Per cupcake: about -
cal 192
pro 3 g
total fat 9 g
sat. fat 5 g
carb 27 g
fibre 1 g
chol 37 mg
sodium 183 mg
potassium 138 mg
% RDI: -
calcium 4
iron 7
vit A 7
vit C 2
folate 14

Lighter in texture than banana bread, these cupcakes are a great way to use up spotty bananas.

Ingredients

    1/2 cup (125 mL) butter, softened
    3/4 cup (175 mL) packed brown sugar
    1 egg
    3/4 cup (175 mL) mashed ripe banana
    1 tsp (5 mL) vanilla
    1-1/4 cups (300 mL) all-purpose flour
    1/2 tsp (2 mL) baking powder
    1/2 tsp (2 mL) baking soda
    1/4 tsp (1 mL) salt
    1/2 cup (125 mL) buttermilk

Preparation

In large bowl, beat butter with sugar until fluffy; beat in egg. Beat in banana and vanilla.

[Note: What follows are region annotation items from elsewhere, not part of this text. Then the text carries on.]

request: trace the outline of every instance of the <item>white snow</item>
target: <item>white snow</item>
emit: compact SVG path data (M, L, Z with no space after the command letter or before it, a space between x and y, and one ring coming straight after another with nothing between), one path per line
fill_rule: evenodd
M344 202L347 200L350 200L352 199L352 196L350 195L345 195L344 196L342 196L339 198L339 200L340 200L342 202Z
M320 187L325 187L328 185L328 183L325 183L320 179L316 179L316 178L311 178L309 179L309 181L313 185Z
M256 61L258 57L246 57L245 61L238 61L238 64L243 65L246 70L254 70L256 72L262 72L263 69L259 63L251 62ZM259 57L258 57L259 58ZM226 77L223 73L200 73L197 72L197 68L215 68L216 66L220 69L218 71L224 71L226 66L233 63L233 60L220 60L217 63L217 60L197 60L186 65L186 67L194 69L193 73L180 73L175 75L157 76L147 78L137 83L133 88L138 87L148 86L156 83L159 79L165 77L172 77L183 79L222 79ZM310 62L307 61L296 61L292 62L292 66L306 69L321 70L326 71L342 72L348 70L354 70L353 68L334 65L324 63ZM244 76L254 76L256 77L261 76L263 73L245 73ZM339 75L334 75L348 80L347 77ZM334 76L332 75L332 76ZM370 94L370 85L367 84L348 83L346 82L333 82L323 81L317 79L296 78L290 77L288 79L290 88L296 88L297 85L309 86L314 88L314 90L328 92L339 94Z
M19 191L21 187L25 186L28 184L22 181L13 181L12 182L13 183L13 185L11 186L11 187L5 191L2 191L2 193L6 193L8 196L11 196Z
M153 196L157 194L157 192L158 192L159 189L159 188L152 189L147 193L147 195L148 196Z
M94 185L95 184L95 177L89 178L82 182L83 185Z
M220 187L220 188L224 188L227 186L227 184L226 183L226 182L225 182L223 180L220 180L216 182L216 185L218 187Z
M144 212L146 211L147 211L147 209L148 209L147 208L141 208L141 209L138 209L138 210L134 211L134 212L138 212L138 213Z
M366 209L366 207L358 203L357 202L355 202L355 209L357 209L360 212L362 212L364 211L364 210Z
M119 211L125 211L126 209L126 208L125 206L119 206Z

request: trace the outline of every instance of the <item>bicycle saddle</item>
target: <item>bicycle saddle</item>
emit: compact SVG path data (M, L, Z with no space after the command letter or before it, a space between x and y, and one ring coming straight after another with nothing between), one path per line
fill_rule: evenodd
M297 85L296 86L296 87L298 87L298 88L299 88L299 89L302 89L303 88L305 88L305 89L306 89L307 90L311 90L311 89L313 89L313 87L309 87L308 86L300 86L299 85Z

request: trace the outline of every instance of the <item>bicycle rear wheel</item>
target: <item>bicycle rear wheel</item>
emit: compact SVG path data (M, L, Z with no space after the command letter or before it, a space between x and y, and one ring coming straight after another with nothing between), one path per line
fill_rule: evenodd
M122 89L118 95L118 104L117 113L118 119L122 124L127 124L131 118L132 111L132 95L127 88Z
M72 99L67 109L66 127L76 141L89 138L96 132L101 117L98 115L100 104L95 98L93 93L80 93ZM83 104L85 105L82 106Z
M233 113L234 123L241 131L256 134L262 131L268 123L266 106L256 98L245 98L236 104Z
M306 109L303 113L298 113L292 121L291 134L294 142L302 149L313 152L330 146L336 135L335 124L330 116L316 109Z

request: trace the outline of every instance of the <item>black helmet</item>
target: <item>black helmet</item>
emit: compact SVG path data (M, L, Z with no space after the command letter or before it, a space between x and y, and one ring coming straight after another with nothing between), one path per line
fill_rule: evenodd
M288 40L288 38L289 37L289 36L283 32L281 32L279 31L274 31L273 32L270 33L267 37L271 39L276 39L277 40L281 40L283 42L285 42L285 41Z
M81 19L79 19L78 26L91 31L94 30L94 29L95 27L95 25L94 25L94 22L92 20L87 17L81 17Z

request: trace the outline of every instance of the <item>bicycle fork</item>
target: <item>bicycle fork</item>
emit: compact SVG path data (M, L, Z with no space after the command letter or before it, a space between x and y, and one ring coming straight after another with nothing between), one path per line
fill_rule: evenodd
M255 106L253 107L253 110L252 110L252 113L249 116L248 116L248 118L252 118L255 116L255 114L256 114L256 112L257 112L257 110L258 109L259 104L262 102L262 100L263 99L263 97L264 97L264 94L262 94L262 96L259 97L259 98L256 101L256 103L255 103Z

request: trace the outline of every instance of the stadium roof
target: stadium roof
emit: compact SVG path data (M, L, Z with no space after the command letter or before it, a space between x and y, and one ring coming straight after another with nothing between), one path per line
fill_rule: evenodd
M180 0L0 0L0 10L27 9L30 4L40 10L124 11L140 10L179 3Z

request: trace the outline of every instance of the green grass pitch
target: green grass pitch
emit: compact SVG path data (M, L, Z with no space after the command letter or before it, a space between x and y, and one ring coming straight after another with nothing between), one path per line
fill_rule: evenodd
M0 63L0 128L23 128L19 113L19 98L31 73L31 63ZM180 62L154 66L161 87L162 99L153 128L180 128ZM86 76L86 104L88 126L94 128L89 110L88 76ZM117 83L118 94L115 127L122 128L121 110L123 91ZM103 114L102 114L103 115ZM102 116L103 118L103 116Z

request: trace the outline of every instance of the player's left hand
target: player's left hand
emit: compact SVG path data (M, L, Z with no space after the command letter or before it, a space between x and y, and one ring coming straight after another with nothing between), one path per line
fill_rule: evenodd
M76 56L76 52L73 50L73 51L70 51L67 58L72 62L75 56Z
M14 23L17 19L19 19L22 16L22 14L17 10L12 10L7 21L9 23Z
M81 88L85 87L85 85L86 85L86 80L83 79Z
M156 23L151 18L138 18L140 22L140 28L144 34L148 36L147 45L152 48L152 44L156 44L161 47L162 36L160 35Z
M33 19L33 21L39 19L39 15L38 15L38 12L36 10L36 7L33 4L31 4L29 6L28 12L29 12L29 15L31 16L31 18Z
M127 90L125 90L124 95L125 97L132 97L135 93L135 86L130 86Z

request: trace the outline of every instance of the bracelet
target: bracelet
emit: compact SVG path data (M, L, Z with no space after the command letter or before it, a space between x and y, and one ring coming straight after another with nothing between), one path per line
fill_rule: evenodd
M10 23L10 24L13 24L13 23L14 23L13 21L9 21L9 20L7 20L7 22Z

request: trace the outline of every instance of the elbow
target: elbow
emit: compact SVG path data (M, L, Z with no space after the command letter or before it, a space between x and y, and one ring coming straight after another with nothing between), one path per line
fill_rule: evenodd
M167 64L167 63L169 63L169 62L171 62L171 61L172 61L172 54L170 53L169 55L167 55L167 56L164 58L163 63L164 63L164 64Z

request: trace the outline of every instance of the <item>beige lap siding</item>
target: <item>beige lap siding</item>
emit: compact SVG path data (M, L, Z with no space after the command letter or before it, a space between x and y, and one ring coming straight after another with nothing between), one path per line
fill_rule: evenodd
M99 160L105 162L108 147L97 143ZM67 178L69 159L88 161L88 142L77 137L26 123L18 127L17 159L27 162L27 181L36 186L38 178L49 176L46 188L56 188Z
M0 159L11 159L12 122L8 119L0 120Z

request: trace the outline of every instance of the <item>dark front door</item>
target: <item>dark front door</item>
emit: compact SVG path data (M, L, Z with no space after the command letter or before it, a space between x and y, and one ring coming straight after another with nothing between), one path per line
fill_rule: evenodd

In separate bowl, whisk together flour, baking powder, baking soda and salt ; stir into butter mixture alternately with buttermilk, making 3 additions of dry ingredients and 2 of buttermilk. Spoon into paper-lined or greased muffin cups.

Bake in 350°F (180°C) oven until cake tester inserted in centre comes out clean, 20 to 25 minutes. Transfer to rack; let cool.